Primeiro pensei ser brincadeira, mas ao me deparar com tamanha dúvida tive outras perguntas mais. "Conheço-te de algum lugar?" me perguntaram, repondi prontamente "Creio que não.", mas quando colidiu comigo "Pareces me familiar..." fiquei sem resposta.


Pergunta 1:
De onde, diabos, iria eu conhecer aquela pessoa?
Veio-me a resposta. Confundiram-me.


Pergunta 2:
Mas, ainda assim, de onde veio tal familiaridade?
Veio-me a resposta.
"Copiaram-me! Absurdo!
Não se respeitam mais os direitos autorais nesse país?"










"Aos pobres dementes
Que, mesmo ainda em botão,
Por esta vida intermitente
Intermitentemente vão."

segunda-feira, 23 de junho de 2008

Das palavras

"A monotonia que, no silêncio, preenche todo o vazio desta imensidão..."
Um verso qualquer, palavras ajuntadas aleatoriamente, incalculadamente, descuidadamente, que no entanto nos parecem tão comuns. Sempre que me sento frente a uma folha vazia de papel e a minha fiel caneta, "mi unicornio azul", imagino se o que poderia saltar deste vazio para o vazio da folha seria realmente apenas mais um plágio inconsciente ou mais uma marca da incompetência de um poeta inadvertidamente inexperiente. Penso, repenso. O que em tal singular ordem ou conjunto faz de tal fala um primor poético? Primor poético... existe realmente tal coisa? Você por acaso lê poesias do século XIV e acha que ali naquelas linhas tão rebuscadas há o mesmo sentimento que se vive e seu tempo? Você perde seu tempo lendo a verborréia que sempre salta aos olhos nos jornais e revistas, ouvindo a declamação infame de um carroceiro anunciando seus produtos à rua em sua voz rude, imaginando se um dia houve um poeta em tais moldes?
"Esqueces que as palavras são realmente tuas? Que a boca que antes declamava não passa mais de um antro de malidicências e palavras vãs? Pelo visto, crês que tua alma tem ainda o frescor da juventude, mas não vês que tuas idéias mostram as rugas da tua decriptude. Queres teus anos de volta, queres retomar todas as palavras já escritas e declamadas, queres apagar das memórias que um dia tuas ideias torpes já chegaram aos ouvidos atentos de teus amigos e amados. Não escreves para ver teus versos recitados a cada esquina, escreves por egoísmo, escreves por ódio. E que iria eu querer com isso?"

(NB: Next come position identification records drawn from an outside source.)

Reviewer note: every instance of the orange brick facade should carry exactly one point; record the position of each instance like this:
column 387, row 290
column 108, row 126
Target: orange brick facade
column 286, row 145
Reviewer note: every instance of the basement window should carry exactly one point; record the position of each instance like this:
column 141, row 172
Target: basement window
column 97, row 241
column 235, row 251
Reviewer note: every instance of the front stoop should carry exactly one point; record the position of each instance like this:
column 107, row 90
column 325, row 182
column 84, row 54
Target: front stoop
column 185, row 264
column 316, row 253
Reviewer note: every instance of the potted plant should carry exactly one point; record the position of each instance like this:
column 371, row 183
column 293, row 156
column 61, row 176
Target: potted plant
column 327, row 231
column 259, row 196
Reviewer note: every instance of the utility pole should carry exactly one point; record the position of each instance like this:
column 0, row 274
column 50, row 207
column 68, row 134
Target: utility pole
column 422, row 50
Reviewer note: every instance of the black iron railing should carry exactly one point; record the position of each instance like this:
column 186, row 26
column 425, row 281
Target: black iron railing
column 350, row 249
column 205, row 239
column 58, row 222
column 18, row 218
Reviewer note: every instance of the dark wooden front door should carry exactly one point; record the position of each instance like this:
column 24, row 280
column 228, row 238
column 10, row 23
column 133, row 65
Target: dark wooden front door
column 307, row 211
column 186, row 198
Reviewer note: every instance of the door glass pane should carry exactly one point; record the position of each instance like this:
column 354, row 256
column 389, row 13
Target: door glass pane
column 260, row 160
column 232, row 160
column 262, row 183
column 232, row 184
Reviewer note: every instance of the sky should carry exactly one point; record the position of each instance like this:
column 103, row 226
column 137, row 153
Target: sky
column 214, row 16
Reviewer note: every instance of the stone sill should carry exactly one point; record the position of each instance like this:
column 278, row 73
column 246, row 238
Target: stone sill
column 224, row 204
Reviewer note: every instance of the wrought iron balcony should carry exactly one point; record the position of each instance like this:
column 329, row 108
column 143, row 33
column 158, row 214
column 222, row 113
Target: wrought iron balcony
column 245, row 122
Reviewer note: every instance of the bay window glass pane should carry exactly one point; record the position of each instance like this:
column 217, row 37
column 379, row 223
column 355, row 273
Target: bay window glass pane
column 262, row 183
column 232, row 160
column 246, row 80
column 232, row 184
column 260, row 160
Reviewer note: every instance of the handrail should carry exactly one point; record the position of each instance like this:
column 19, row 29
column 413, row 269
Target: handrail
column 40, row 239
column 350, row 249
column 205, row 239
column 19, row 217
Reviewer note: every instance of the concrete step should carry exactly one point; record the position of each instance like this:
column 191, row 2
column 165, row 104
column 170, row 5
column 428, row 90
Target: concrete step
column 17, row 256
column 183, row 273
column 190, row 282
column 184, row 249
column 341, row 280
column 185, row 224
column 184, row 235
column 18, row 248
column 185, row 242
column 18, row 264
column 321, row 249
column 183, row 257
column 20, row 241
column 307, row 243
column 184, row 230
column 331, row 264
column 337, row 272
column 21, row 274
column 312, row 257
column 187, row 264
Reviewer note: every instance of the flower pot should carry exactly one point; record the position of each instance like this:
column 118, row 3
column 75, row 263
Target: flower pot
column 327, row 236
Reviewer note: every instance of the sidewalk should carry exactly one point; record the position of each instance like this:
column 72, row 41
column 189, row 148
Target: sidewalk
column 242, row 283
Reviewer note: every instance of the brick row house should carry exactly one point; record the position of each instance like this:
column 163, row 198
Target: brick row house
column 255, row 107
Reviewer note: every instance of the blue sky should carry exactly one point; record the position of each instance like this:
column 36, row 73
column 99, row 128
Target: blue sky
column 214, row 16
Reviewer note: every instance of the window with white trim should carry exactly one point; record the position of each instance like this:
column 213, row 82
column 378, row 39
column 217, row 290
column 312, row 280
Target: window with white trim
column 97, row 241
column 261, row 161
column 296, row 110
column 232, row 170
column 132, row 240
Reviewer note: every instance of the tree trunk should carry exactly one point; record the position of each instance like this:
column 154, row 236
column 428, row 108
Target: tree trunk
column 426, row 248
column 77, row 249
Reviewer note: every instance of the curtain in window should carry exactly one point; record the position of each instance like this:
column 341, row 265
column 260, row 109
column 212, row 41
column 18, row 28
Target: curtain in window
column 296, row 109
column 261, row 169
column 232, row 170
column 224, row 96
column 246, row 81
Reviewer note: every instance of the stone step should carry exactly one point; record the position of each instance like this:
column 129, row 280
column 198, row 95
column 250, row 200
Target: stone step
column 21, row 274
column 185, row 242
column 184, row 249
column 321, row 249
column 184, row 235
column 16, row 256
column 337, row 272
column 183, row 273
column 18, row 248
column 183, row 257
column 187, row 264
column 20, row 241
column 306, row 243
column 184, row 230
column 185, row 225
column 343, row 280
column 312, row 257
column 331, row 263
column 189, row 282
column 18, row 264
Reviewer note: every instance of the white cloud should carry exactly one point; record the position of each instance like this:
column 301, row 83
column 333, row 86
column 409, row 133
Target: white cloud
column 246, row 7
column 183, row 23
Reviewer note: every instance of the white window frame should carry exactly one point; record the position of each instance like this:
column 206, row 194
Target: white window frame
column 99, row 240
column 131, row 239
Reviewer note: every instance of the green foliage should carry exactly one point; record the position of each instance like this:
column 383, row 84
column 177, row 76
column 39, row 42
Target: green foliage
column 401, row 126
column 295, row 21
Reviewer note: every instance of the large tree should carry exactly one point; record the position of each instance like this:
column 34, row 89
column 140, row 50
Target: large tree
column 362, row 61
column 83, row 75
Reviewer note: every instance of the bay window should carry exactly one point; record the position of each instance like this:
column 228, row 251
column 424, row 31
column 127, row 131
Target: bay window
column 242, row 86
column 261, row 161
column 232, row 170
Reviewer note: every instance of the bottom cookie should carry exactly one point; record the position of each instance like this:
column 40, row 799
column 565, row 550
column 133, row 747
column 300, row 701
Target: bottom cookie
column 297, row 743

terça-feira, 17 de junho de 2008

O que parece?

É incrível perceber como uma música qualquer consegue remeter-nos a uma memória qualquer. Andei, corri, voei em sonhos nauseabundos antes de encontrar sanidade naquela melodia torta que saía do rádio. Demorei a entender que não era o caso de eu ter voltado a mim mesmo por todo aquele ruído rude que me vinha aos ouvidos, mas essa abrupta "dor", tão profundamente e aguçadamente aumentada por aquela combinação de mau gosto de notas e timbres que me fez parar. "Que merda é essa?" Não adianta disfarçar algo que no momento estava explícito mesmo em meus gestos e tremores, pois não há graça no ser humano sem suas excentricidades, expectativas frustradas ou irracionalidades atrozes. A luz que só meus olhos vêem, essa maldita luz que não me deixa dormir, não faria sentido para mais ninguém, ainda assim é esta minha loucura que me permite olhar-me no espelho e não desejar ser outro alguém. Ou será que desejo? Secretamente louco, indiscretamente tolo, quem há de duvidar da minha certeza? (Tenho alguma certeza? Como assim "certeza"? Por o que me toma? Quem é?)
Ah! as graças de um demente dirigindo uma ambulância através da estrada de tijolos amarelos! (Que se cuide o mágico de Oz!) Com certeza mais são que qualquer um dos corajosos homens de lata que andam por aí!
E essa maldita melodia monótona, cacofônica, monocórdica martelando incessante em meus ouvidos! "Calem a maldita boca que canta, cortem a maldita mão que toca e degolem esse maldito compositor!" pois, neste salão em que dançam minhas idéias, esse maldito mantra não mais há de tocar!